The pressures on Bitcoin’s support levels are mounting, particularly at the critical $85,000 mark. This decline is driven largely by institutional sell-offs, recent ETF outflows, and waning confidence among key market players like GameStop. Consequently, the motivation for investors to maintain their positions and HODL is dwindling. As institutional backing weakens amid low overall sentiment, the prospect of a Bitcoin supercycle increasingly appears disconnected from the current market data. Instead, these bullish projections may be swayed more by external volatility factors, including recent developments surrounding cryptocurrency regulations and a heated market for precious metals.

This divergence between optimistic forecasts and actual market fundamentals suggests a need for caution among investors. With heightened speculation and a potential increase in Bitcoin leverage, the landscape appears primed for a possible liquidation trap. The continued flow of speculative capital into Bitcoin may exacerbate existing pressures, urging traders to reconsider their positions in light of the overarching market dynamics.

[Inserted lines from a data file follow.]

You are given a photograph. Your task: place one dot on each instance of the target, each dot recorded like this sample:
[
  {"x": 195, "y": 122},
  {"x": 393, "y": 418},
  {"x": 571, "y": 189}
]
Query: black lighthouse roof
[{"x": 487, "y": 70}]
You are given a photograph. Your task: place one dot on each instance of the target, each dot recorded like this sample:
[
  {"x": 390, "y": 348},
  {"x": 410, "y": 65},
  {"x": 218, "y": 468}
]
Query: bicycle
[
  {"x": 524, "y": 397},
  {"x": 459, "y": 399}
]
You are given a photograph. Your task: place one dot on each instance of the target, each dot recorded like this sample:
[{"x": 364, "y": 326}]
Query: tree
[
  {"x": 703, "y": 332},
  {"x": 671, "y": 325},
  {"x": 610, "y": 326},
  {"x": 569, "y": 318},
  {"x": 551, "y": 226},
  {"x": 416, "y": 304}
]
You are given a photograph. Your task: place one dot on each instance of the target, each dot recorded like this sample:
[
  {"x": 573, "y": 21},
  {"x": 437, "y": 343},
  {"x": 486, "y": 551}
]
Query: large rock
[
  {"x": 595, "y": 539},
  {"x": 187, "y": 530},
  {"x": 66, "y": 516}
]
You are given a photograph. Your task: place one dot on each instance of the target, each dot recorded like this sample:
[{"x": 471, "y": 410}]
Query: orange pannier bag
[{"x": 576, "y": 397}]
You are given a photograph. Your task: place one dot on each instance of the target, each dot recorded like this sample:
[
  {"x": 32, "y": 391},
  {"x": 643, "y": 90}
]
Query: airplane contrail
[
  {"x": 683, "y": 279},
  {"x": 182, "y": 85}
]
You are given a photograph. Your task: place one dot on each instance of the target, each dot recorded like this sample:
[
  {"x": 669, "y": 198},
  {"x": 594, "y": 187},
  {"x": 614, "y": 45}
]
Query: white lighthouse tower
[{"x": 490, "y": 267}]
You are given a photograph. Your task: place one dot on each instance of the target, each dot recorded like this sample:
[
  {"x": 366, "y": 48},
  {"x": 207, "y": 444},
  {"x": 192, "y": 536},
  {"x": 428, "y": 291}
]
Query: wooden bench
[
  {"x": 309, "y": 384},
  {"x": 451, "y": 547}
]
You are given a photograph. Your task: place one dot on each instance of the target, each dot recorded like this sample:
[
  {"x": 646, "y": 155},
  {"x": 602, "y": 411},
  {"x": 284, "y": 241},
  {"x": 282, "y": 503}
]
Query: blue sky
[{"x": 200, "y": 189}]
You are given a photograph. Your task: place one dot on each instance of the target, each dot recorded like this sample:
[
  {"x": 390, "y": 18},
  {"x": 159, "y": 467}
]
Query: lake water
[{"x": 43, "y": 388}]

In conclusion, Bitcoin’s slip from $97,000 to approximately $90,000 underscores the ongoing turmoil within the cryptocurrency market. As institutional selling, ETF outflows, and significant players like GameStop jostle for position, the outlook remains shaky. While forecasts of a Bitcoin supercycle persist, they seem less rooted in current data and more in external factors, raising concerns about potential market corrections ahead. Investors must navigate this challenging landscape with caution, as the implications of recent developments ripple outward, impacting their strategies and future involvement in cryptocurrency.